Re: The attribute selectors [x|=a] and [x~=a]

Ian Hickson wrote:

> Jonathan Lang wrote:

> >However, it was felt that "==" was too geeky, so they were changed to
> >"=" for equality (fair enough I think you'll agree),
> Makes sense.

Yes. Most folks have no problem with "=" meaning equals, and testing for
literal equality is what you want to do most of the time with most
attributes. Not all, though.

> >and "~=" for space separated equality ("sort of equal").
> This is where it starts to get dodgy.

Not really. SGML (and hence XML) has this notion of a space separated
list. 
HTML uses this for, for example, the class attribute. So given this
HTML:

<p class="foo bar baz">stuff</p>

this selector will match:

.bar {style stuff }

Documents written in XML are unlikely to have a class attribute but they
are likely to have some attributes which are space separated lists. So,
we need a selector for this.

> But it's the next bit which scares me:
> >Later there was a requirement to be able to match on language codes
> >for the LANG attribute, which have the form "en" "en-uk" "en-us"
> >"en-uk-cockney", and you want to be able to match on all LANGs that
> >start "en", or "en-uk". So "|=" was introduced for this. Note that
> >"|=" has an extra semantic property that the other two don't, namely
> >that it matches case insensitively, so they aren't really a
> >cooperating set of operators.

Why is that scary? One of the things that CSS2 aims to do is have better
internationalization than CSS1. Sometimes, you need to have a
language-specific selector in the stylesheet. Now, we didn't invent the
language codes, they are defined in some RFC. But HTML uses them and XML
also uses them. We want people to use language codes and we want using
them to be simple.

The syntax of language codes is that they are a hyphen-separated
hierarchical set of tokens. If the first token is two letters, then it
is an ISO language code (it can be one letter, ot three or more ..). If
the second token is two letters, it is an ISO country code.
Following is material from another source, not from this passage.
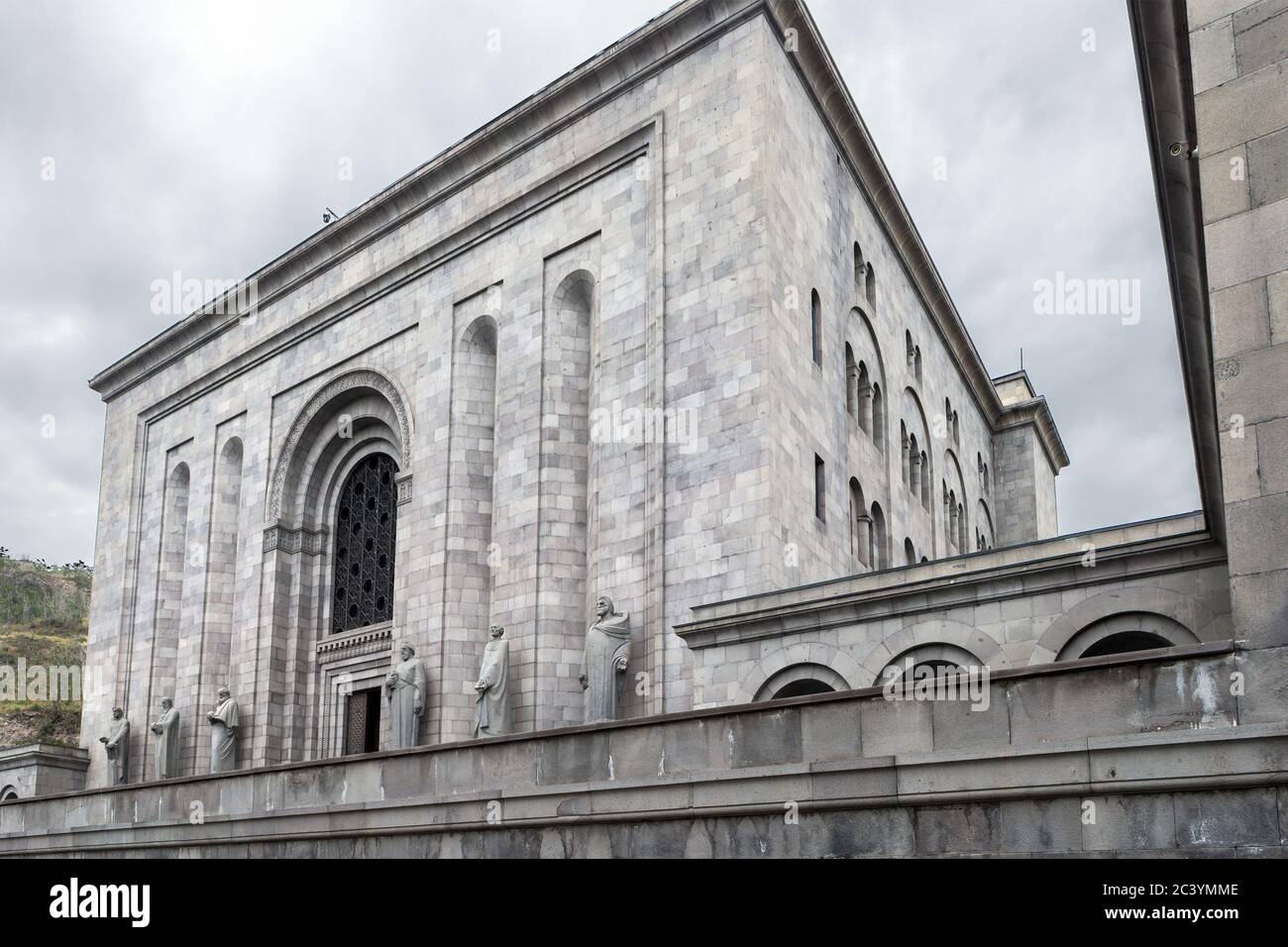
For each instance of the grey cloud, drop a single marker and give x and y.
(205, 138)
We don't want literal matching in this case. It puts too much burden on
the stylesheet writer. They remember to add a rule for French (fr) but
forget about Canadian French fr-CA so their rule doesn't always work. Or
maybe they remember Canadian Franch but forget Martinique and Vietnam
and etc etc. Or someone tries to be right on and explicitly lists en-GB
and en-us but hey, they forgot about en-nz and en-au and en-za and
en-GB-manchester-east-1970s. And they dont want a match on ent-qw.
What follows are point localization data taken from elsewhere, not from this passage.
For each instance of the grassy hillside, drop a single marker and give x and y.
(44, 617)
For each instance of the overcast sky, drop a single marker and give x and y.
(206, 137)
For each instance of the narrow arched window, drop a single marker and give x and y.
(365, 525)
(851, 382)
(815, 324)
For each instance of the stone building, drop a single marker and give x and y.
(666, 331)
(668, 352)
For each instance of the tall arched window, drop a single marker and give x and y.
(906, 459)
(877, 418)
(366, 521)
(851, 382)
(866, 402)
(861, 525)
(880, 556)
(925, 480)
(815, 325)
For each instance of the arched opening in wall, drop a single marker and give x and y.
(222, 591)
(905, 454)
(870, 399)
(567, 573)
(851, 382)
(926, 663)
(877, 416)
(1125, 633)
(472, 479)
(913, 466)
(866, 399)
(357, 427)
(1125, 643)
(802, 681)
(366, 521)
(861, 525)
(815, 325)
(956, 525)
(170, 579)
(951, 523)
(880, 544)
The "scary" selector deals with the easy cases where you want all of a
particular language to match - you just give the first token of the
language. Or more, if you want. No false positives, no false negatives.
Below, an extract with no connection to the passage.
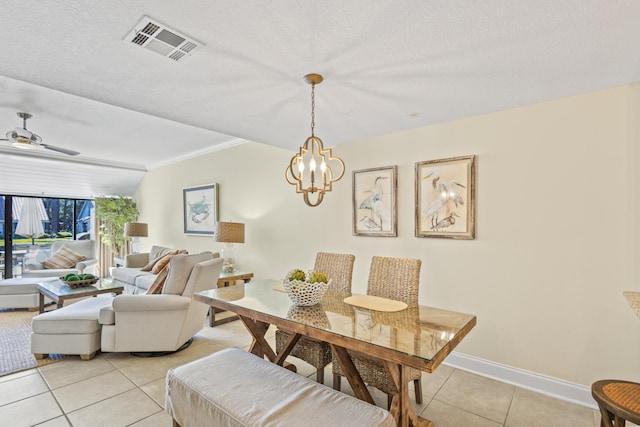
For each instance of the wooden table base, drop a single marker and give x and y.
(401, 408)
I don't think users will find this scary. They just copy examples out of
the spec.


> I still think there is a deep WRONGness about this almost adhoc design. It
> doesn't "feel" right. 

It would be ad-hoc if we had made up the unordered space-separated list
attribute and the hierarchical hyphen-separated atribute ourselves, and
if they were just as likely or unlikely as any other separator. They
aren't, and we didn't. These things already existed.  We just invented
short, declarative ways to get at these pre-existing things.


> If you want it simplified, simply state that in CSS2 the only possible
> combinations are
>  =           equivalent to current ~=
>  =(\20,0,0)= equivalent to current ~=
>  =(,1)=      equivalent to current =
>  =(-,0,1)=   equivalent to current |=

You still really want regexps, don't you ;-)

--
Chris

Received on Friday, 24 April 1998 15:46:20 UTC